Free fatty acid (FFA) concentrations in cerebrospinal fluid (CSF) are recognized as markers of brain damage in animal studies. There is, however, relatively little information regarding FFA concentrations in human CSF in normal and pathological conditions. The present study examined FFA concentrations in CSF from 15 patients with traumatic brain injury (TBI) and compared the data with values obtained from 73 contemporary controls. Concentrations of specific FFAs from TBI patients, obtained within 48 h of the insult were significantly greater than those in the control group (arachidonic, docosahexaenoic and myristic, P<0.001; oleic, palmitic, P<0.01; linoleic, P<0.05). Higher concentrations of total polyunsaturated fatty acids (P<0.001) and of arachidonic, myristic and palmitic acids measured individually in CSF (P<0.01) obtained 1 week after the insult were associated with a worse outcome at the time of hospital discharge using the Glasgow Outcome Scale. This preliminary investigation suggests that CSF FFA concentrations may be useful as a predictive marker of outcome following TBI.

Free fatty acids in human cerebrospinal fluid following subarachnoid hemorrhage and their potential role in vasospasm: a preliminary observation.

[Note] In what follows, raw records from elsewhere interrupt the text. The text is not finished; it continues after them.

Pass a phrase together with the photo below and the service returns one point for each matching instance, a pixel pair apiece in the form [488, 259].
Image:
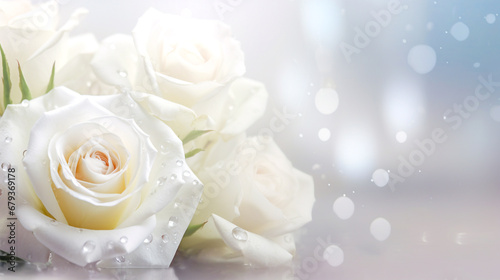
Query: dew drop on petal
[380, 177]
[333, 255]
[326, 100]
[172, 222]
[343, 207]
[460, 31]
[161, 181]
[240, 234]
[380, 228]
[422, 58]
[88, 247]
[122, 73]
[165, 238]
[123, 240]
[5, 166]
[401, 136]
[148, 239]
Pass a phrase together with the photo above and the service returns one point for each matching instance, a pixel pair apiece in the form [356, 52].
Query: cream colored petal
[36, 159]
[172, 222]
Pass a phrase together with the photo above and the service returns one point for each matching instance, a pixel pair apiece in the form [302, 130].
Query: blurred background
[396, 114]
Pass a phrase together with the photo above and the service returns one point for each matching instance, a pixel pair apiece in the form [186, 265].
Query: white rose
[229, 110]
[96, 177]
[30, 35]
[181, 59]
[252, 201]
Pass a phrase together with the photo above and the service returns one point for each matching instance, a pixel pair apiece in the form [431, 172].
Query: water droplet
[324, 134]
[122, 73]
[422, 58]
[490, 18]
[380, 228]
[172, 222]
[5, 166]
[161, 181]
[148, 239]
[164, 147]
[326, 101]
[460, 31]
[401, 136]
[380, 177]
[88, 247]
[240, 234]
[343, 207]
[123, 240]
[333, 255]
[165, 238]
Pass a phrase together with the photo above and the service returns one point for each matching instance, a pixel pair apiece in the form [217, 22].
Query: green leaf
[7, 85]
[50, 86]
[193, 135]
[192, 229]
[192, 153]
[23, 85]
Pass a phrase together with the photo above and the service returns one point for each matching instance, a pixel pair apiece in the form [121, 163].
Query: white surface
[444, 211]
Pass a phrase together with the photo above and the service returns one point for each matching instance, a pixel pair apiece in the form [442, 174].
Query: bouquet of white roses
[124, 151]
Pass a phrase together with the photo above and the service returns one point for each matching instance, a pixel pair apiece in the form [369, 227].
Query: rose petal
[84, 246]
[115, 61]
[256, 249]
[172, 222]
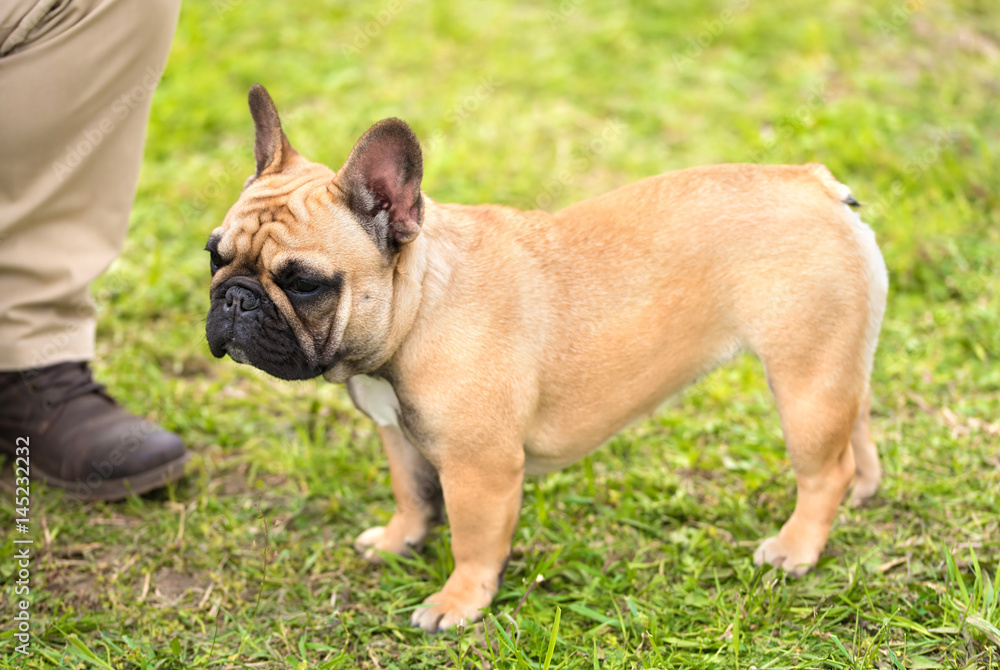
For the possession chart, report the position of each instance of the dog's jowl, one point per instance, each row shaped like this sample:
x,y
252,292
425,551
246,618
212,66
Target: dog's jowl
x,y
489,343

OBJECT: The mechanisms leading to vasospasm following subarachnoid hemorrhage (SAH) remain unclear. Accumulation in cerebrospinal fluid (CSF) of free fatty acids (FFAs) may play a role in the development of vasospasm; however, in no previous study have concentrations of FFAs in CSF been examined after SAH. METHODS: We collected samples of CSF from 20 patients with SAH (18 cases of aneurysmal SAH and two cases of spontaneous cryptogenic SAH) and used a high-performance liquid chromatography assay to determine the FFA concentrations in these samples. We then compared these findings with FFA concentrations in the CSF of control patients. All FFA concentrations measured 24 hours after SAH were significantly greater than control concentrations (p < 0.01 for palmitic acid and < 0.001 for all other FFAs). All measured FFAs remained elevated for the first 48 hours after SAH (p < 0.05 for linoleic acid, p < 0.01 for palmitic acid, and p < 0.001 for the other FFAs). After 7 days, a second elevation in all FFAs was observed (p < 0.05 for linoleic acid, p < 0.01 for palmitic acid, and p < 0.001 for the other FFAs). Samples of CSF collected within 48 hours after SAH from patients in whom angiography and clinical examination confirmed the development of vasospasm after SAH were found to have significantly higher concentrations of arachidonic, linoleic, and palmitic acids than samples collected from patients in whom vasospasm did not develop (p < 0.05). CONCLUSIONS: Following SAH, all FFAs are initially elevated. A secondary elevation occurs between 8 and 10 days after SAH. This study provides preliminary evidence of FFA elevation following SAH and of a potential role for FFAs in SAH-induced vasospasm. A prospective study is warranted to determine if CSF concentrations of FFAs are predictive of vasospasm.